24th Amendment

U.S. Constitution of 1787


24th Amendment

#
US Constitution Amendment
Proposal Date
Enacted Date
24th
Prohibits voting rights revocation due to the non-payment of poll taxes - Signers: Speaker of the House John William McCormack (MA-D)& US Senator Carl Trumbull Hayden (D-AZ)
September  14, 1962
January 23,1964

The Twenty-fourth Amendment prohibits both the United States Congress and the fifty states from making the right to vote in federal elections conditional on payment of a poll or other type of tax. The amendment was proposed by Congress to the states on August 27, 1962, and was approved by the states on January 23, 1964.

Poll taxes appeared in southern states after Reconstruction as a measure to prevent African Americans from voting, and were held to be constitutional by the Supreme Court of the United States in the 1937 decision Breedlove v. Suttles. In 1964, the year of this amendment's passage, five states still retained a poll tax: Virginia, Alabama, Texas, Arkansas, and Mississippi. The amendment made the poll tax unconstitutional in regards to federal elections. However, it was not until the U.S. Supreme Court ruled 6–3 in Harper v. Virginia Board of Elections (1966) that poll taxes for state elections were unconstitutional because they violated the Equal Protection Clause of the Fourteenth Amendment.

Section 1. The right of citizens of the United States to vote in any primary or other election for President or Vice President, for electors for President or Vice President, or for Senator or Representative in Congress, shall not be denied or abridged by the United States or any State by reason of failure to pay any poll tax or other tax.

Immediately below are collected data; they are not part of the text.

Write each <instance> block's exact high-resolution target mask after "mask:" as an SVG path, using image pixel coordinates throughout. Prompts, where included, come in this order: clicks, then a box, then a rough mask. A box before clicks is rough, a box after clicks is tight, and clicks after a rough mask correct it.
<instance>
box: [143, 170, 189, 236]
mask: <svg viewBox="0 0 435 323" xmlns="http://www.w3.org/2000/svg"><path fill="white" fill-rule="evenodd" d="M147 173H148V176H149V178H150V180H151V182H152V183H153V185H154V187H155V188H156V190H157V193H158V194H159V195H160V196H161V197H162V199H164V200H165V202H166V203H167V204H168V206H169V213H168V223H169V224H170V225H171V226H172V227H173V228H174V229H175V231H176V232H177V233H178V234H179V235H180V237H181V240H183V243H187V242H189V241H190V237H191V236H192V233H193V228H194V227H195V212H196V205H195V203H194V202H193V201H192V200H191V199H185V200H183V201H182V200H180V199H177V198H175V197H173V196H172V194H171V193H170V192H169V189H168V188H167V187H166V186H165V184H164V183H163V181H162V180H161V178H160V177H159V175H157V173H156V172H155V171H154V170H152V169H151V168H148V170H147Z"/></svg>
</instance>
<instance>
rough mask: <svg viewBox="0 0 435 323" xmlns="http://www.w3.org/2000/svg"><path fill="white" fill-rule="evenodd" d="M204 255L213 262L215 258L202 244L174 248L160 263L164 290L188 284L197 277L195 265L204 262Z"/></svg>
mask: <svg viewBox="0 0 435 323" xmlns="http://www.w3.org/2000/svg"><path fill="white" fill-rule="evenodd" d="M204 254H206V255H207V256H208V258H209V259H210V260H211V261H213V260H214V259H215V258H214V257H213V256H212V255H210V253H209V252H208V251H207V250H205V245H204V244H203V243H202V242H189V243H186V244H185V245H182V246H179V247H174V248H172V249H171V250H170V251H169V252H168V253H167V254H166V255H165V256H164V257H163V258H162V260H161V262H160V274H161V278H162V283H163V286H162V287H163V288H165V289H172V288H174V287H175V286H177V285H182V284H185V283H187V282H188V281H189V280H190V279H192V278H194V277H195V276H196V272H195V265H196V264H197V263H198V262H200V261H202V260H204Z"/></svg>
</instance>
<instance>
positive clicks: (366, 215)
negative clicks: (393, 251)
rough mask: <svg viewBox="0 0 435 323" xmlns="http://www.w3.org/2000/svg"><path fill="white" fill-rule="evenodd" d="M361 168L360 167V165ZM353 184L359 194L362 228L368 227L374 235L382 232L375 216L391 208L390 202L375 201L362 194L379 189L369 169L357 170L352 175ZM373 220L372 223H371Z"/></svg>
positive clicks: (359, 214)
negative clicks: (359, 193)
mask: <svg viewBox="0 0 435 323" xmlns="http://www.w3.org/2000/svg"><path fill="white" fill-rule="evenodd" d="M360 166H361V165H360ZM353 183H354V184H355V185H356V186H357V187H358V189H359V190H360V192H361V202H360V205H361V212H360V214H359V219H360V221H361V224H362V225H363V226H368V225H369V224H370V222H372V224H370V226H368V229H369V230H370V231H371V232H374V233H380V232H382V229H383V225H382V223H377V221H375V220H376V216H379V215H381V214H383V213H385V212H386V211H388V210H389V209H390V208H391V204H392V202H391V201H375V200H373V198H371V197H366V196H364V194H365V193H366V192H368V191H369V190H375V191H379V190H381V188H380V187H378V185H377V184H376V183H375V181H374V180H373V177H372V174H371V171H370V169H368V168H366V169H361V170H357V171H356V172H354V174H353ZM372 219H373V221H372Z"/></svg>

Section 2. The Congress shall have power to enforce this article by appropriate legislation.


The Twenty-fourth Amendment was finally sent to the states for ratification at the behest of President John F. Kennedy, who brought the issue back into public consciousness in 1962. Kennedy considered the constitutional amendment the best way to avoid a filibuster, as the claim that federal abolition of the poll tax was unconstitutional would be moot. Ratification of the amendment took only slightly more than a year, however, as it was rapidly ratified by state legislatures across the country from August 1962 to January 1964. President Johnson called the amendment a "triumph of liberty over restriction" and "a verification of people's rights."   Only one state, Mississippi, rejected the amendment outright on December 20, 1962.